A Practical Approach to Low Back Pain
Low back pain. Everyone seems to have had it or know someone who struggles with it. It is so prevalent in fact, that some estimates place a $100 billion dollar cost of treating low back pain within the US (1). This fact was reported in 2009, I can’t imagine what the costs are 10 years later in 2019! Additionally, low back pain has been regarded as the top cause for activity limitations and work absence globally (2).
As the prevalence and costs seem to increase with low back pain, treatments continue to evolve. New procedures, injections, and surgeries are becoming more apparent despite their controversial results (3). Fortunately, physical therapy continues to be a mainstay. Physical therapy provides as a valuable non-invasive, low-cost treatment option compared to expensive and invasive surgeries. In fact, it has been reported that those who underwent PT for low back pain as their first treatment option incurred lower out-of-pocket, pharmacy, and outpatient costs for the following year and had a reduction in opioid use by 89% (4).
All facts aside, the key to managing and improving that stubborn back pain is to keep moving. Just threw out your back picking up something from the ground? Keep moving. Have had back pain for the past 10 years after slipping and falling? Keep moving. Our bodies were hardwired to move! Movement and exercise provide a powerful signal to your brain and nervous system to relax pain and prevent you from becoming immobile.
That being said, it is important to keep your movements as pain-free and non-provoking as possible. Just felt a twinge in your back? Relax and take a brief mental note of what caused it and keep moving forward.

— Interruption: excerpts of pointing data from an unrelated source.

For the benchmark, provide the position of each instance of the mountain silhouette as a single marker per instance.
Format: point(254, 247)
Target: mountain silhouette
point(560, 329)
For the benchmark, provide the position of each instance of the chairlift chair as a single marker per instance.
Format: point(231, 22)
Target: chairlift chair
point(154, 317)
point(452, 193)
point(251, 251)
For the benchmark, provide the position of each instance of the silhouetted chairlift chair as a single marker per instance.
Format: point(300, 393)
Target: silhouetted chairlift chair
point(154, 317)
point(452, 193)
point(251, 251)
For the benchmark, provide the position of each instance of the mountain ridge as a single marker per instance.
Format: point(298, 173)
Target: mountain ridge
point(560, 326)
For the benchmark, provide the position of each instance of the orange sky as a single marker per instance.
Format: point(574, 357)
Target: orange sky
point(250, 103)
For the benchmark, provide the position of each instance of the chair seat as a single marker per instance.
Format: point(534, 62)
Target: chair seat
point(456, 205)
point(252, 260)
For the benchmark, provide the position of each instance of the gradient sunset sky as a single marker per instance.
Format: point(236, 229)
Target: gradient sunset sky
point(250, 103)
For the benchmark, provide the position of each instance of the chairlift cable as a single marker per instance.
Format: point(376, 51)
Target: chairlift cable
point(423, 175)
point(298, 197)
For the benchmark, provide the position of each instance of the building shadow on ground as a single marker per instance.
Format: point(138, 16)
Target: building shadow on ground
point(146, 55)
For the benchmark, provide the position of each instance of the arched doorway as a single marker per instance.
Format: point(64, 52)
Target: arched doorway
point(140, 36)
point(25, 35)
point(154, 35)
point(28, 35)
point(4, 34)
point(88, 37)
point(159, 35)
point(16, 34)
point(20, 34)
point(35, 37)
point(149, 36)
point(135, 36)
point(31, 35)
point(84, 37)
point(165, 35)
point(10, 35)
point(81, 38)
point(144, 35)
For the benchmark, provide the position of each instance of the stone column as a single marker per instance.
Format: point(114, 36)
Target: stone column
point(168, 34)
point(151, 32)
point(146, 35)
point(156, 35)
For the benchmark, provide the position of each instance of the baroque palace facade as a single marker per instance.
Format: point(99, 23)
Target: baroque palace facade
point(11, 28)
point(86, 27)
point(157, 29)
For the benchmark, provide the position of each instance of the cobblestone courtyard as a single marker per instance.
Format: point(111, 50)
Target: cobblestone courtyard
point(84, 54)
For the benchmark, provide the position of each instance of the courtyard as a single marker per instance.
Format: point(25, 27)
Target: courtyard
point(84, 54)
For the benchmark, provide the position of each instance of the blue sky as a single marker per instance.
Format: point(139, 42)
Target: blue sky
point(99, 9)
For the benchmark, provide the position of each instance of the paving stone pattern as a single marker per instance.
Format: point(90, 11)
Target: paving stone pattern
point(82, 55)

The more we tend to perseverate on your pain often the worse it gets!
With physical therapy, I love to use dry needling, massage, and mobility work to reduce my patient’s pain. However, from there, the most important intervention is to initiate a safe exercise program that encourages core/hip strengthening and movement throughout the entire body. This holistic approach manages the pain at hand and helps prevent nagging pain flare-ups in the future.
Have back pain? Want to learn how to move through it? Contact me!
1. Crow WT, Willis DR. Estimating cost of care for patients with acute low back pain: a retrospective review of patient records. J AM Osteopath Assoc. 2009 Apr;109(4): 229-33.
2. Kent PM, Keating JL. The epidemiology of low back pain in primary care. Chiropr Osteopat. 2005;13:13.
3. Atkinson L, Zacest A. Surgical management of low back pain. Med J Aust 2016: 204 (8): 299-300.
4. Frogner BK, Harwood K, Andrillla CHA, Schwartz M, Pines JM. Physical Therapy as the first point of care to treat low back pain: An instrumental variables approach to estimate impact on opioid prescription, health care utilization, and costs. Health Serv Res. 2018 Dec; 53(6):4629-4646.